Concept introduction: The rate constant at different temperatures is calculated with the formula,

$\ln \frac{k_1}{k_2}=\frac{E_{\text{a}}}{2.303\times R}\left(\frac{1}{T_1}-\frac{1}{T_2}\right)$

Answer to Problem 14.140AP

The activation energy of the given reaction is $\underset{\_}{20.621kJ/mol}$.

Explanation of Solution

The value of ideal gas constant is $8.314\text{J}/\text{mol}\cdot \text{K}$.

The given Table is below.

$\begin{array}{cc}T\left(\text{K}\right)& k\left({\text{M}}^{-1}{\text{s}}^{-1}\right)\\ 263& 3.28\times {10}^2\\ 273& 4.73\times {10}^2\\ 283& 6.65\times {10}^2\\ 293& 9.13\times {10}^2\end{array}$

Table 2

The activation energy of the given reaction is calculated by the formula,

$\ln \frac{k_1}{k_2}=\frac{E_{\text{a}}}{R}\left(\frac{1}{T_1}-\frac{1}{T_2}\right)$ (1)

Where,

• $k_1$ is rate constant at first temperature.
• $k_2$ is rate constant at second temperature.
• ${\text{E}}_{\text{a}}$ is activation energy.
• $\text{R}$ is ideal gas constant.
• $T_1$ is first temperature.
• $T_2$ is second temperature.

Substitute the value of different rate constants and temperatures from the above Table in the equation (1).

$\begin{array}{c}\ln \left(\frac{4.73\times {10}^2{\text{M}}^{-1}{\text{s}}^{-1}}{3.28\times {10}^2{\text{M}}^{-1}{\text{s}}^{-1}}\right)=\left(\frac{E_{\text{a}}}{2.303\times 8.314\text{J}/\text{mol}\cdot \text{K}}\right)\left(\frac{1}{263\text{K}}-\frac{1}{273\text{K}}\right)\\ 0.15=\left(\frac{E_{\text{a}}}{2.303\times 8.314\text{J}/\text{mol}\cdot \text{K}}\right)\left(\frac{273-263}{273\times 263}\right)\\ 0.15=\left(\frac{E_{\text{a}}}{2.303\times 8.314\text{J}/\text{mol}\cdot \text{K}}\right)\left(\frac{\left(10\right)}{71799}\right)\\ E_{\text{a}}=\underset{\_}{20.621kJ/mol}\end{array}$

Therefore, the activation energy of the given reaction is $\underset{\_}{20.621kJ/mol}$.

Conclusion

1. a.

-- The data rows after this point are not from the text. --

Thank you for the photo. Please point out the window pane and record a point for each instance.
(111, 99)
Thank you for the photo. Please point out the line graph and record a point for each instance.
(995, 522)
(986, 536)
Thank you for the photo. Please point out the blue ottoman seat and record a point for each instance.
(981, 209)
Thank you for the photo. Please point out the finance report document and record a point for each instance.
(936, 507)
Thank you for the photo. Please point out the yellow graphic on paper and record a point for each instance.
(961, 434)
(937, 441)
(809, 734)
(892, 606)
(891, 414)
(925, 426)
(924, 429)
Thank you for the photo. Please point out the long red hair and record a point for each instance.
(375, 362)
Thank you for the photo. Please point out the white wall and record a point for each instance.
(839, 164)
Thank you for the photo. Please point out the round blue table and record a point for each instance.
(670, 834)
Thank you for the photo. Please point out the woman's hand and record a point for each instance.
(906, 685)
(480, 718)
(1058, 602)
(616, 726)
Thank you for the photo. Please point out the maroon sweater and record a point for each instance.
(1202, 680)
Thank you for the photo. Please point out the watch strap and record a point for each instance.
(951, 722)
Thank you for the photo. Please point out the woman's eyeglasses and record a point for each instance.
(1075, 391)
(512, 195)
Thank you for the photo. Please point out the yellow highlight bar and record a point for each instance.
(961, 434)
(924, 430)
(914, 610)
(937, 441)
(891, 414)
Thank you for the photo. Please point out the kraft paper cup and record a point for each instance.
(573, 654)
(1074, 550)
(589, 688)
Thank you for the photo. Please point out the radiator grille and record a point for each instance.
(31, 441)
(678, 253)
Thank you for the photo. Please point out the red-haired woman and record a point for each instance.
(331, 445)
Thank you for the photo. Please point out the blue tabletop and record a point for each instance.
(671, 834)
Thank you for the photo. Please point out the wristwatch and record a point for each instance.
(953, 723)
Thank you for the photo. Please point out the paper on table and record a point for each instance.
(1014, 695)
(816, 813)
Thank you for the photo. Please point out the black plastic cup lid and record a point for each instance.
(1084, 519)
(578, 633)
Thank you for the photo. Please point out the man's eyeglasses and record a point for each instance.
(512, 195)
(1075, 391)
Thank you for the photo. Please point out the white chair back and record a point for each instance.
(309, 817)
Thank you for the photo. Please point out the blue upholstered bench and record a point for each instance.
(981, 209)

The rate law for the given reaction is,

$\text{Rate}=k\left[{\text{C}}_{\text{2}}{\text{H}}_{\text{4}}\right]\left[{\text{O}}_{\text{3}}\right]$

The value of the rate constant for the given reaction is $\underset{\_}{10^3{M}^{-1}{s}^{-1}}$.

1. b. The activation energy of the given reaction is $\underset{\_}{20.621kJ/mol}$.